Engaged couple David Waltington and Lindsey Hollaway (Equal Justice Under Law’s clients) live in McCrory. They want to begin their marriage in McCrory to be near their families and close to Lindsey’s work at the local labeling and packaging plant. Even though they live below the federal poverty line, Lindsey and David pay rent on their land and have managed to keep the trailer up to all health and safety codes. However, because they live in a trailer that is worth approximately $1,500, McCrory Police Chief, Defendant Paul Hatch, has ordered the couple to leave the county.
David and Lindsey’s only “crime” is being too poor to afford a more expensive home. McCrory’s attempt to banish its most impoverished residents is unconscionable discrimination. David and Lindsey own their own trailer, pay rent on their property, and are being forced out of their home simply because McCrory considers them undesirable. McCrory should invest in its residents rather than criminalizing poverty.
There has never been a more important moment in American history to fight against the criminalization of poverty. In a free society, there should be no place for any kind of wealth-based banishment.
Along with Little Rock law firm McMath Woods P.A., Equal Justice Under Law filed a first in its kind federal lawsuit challenging McCrory’s policy as unconstitutional. Our complaint sought an injunction from a federal court to prevent the City and the McCrory Police Chief from enforcing the ordinance. Our Class Action Complaint and TRO brief argue that the Trailer-Banishment Ordinance is unconstitutional on five grounds: (1) it violates substantive due process by infringing on residents’ fundamental right not to be forcibly expelled from their place of residence; (2) it discriminates on the basis of wealth status without any rational connection to a legitimate government interest in violation of the Equal Protection Clause; (3) it criminalizes poverty and thus violates the Constitution’s proscription against criminalization of status; (4) it violates the Eighth Amendments excessive fines clause because any fine simply for being poor is excessive; and (5) it ignores procedural due process by imposing punishment without any process whatsoever.

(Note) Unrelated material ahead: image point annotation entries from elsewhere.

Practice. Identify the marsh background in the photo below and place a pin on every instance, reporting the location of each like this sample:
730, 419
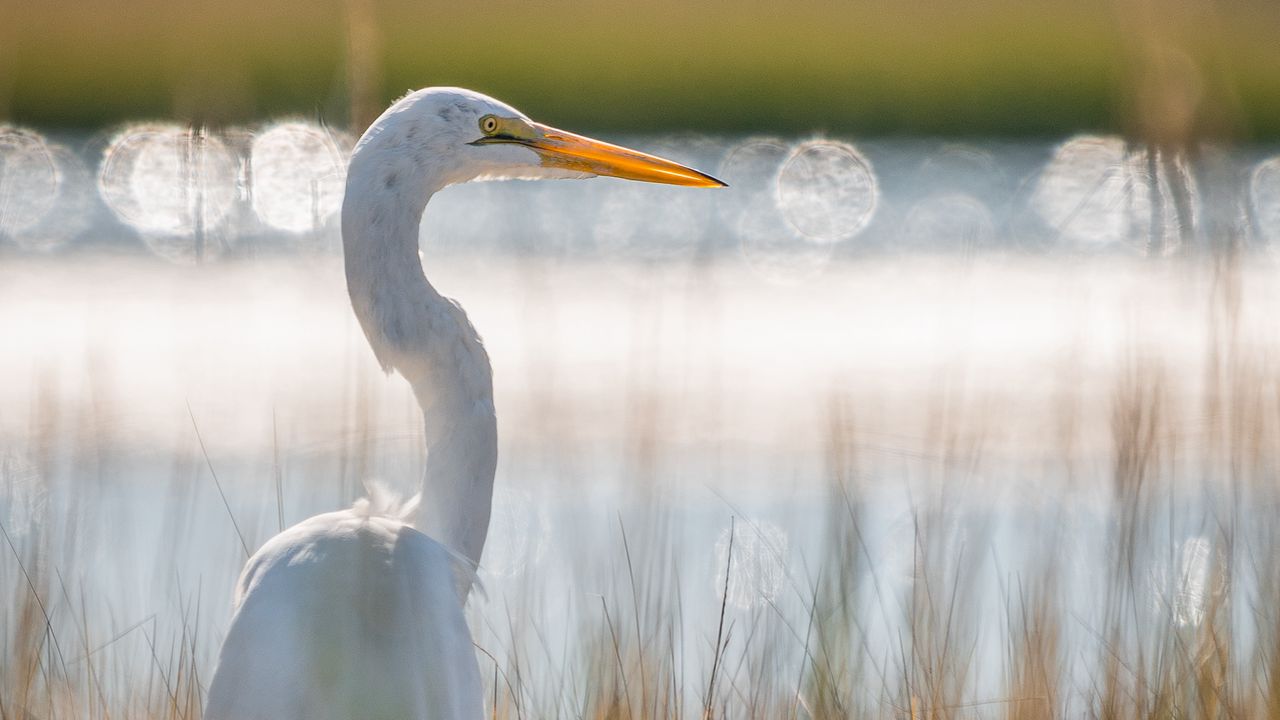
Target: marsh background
963, 401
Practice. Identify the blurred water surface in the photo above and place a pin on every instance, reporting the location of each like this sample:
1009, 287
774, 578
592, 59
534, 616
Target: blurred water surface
940, 338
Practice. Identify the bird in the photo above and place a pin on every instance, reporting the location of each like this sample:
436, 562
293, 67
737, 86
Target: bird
360, 613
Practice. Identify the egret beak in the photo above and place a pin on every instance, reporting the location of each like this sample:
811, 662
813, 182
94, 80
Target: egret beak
560, 149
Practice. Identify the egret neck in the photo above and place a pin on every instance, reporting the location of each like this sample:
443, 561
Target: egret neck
423, 336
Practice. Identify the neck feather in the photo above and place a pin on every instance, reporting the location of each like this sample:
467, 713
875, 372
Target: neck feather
426, 338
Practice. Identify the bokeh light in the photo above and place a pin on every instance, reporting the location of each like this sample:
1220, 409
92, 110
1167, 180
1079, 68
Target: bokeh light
757, 570
769, 245
298, 176
1265, 197
173, 185
28, 180
1098, 192
827, 190
72, 210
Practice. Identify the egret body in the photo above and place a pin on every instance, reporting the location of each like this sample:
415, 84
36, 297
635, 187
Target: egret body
357, 614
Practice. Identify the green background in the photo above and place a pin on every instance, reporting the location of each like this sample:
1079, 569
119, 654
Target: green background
933, 67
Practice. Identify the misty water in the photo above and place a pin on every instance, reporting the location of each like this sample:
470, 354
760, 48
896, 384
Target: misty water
929, 333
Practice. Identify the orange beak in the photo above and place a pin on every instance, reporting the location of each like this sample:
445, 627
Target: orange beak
561, 149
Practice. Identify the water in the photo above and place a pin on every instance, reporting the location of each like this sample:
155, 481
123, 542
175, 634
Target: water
944, 332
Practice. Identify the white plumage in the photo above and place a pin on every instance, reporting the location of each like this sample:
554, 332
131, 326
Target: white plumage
357, 614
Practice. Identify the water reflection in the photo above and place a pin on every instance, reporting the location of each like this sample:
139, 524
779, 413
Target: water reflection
1100, 192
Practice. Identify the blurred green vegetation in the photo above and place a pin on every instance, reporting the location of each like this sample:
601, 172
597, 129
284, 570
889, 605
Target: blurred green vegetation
937, 67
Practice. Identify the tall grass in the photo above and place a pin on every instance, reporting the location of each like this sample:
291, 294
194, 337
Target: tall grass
1151, 593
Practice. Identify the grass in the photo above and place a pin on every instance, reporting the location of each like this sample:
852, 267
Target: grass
986, 613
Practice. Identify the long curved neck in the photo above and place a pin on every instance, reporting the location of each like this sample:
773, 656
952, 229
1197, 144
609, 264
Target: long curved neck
426, 338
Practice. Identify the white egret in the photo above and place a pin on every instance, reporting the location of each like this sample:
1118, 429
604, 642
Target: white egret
359, 613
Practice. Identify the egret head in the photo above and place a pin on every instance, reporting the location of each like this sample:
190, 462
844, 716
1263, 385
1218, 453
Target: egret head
460, 136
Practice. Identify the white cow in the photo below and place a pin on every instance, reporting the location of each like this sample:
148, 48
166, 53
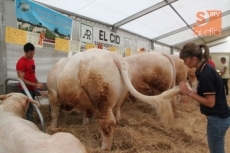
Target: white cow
97, 81
18, 135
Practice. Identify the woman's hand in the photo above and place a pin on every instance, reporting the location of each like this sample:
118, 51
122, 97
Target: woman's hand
184, 89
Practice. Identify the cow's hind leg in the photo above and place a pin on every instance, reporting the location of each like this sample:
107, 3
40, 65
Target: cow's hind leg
55, 110
107, 125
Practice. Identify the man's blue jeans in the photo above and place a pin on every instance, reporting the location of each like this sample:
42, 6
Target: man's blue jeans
29, 113
216, 130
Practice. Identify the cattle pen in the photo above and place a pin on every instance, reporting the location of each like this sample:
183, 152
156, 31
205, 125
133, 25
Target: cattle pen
140, 131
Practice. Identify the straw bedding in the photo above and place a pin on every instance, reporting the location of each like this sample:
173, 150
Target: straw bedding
140, 130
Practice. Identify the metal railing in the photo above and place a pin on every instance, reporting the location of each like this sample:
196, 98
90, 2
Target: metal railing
28, 95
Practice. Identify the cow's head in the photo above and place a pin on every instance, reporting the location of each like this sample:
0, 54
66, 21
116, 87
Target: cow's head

Because of the lawsuit, McCrory repealed its Trailer-Banishment Ordinance and ended this discriminatory practice.
On November 28, 2017, Equal Justice Under Law finalized a settlement in the case. As part of the agreement, the City obtained a court order eliminating all of the fines the City had assessed against Mr. Watlington and has agreed to provide the plaintiffs with an additional monetary payment. In return, David and Lindsey will dismiss their lawsuit.
We will continue to fight hard to eliminate wealth-based discrimination and ensure that no city is allowed to banish people for being poor.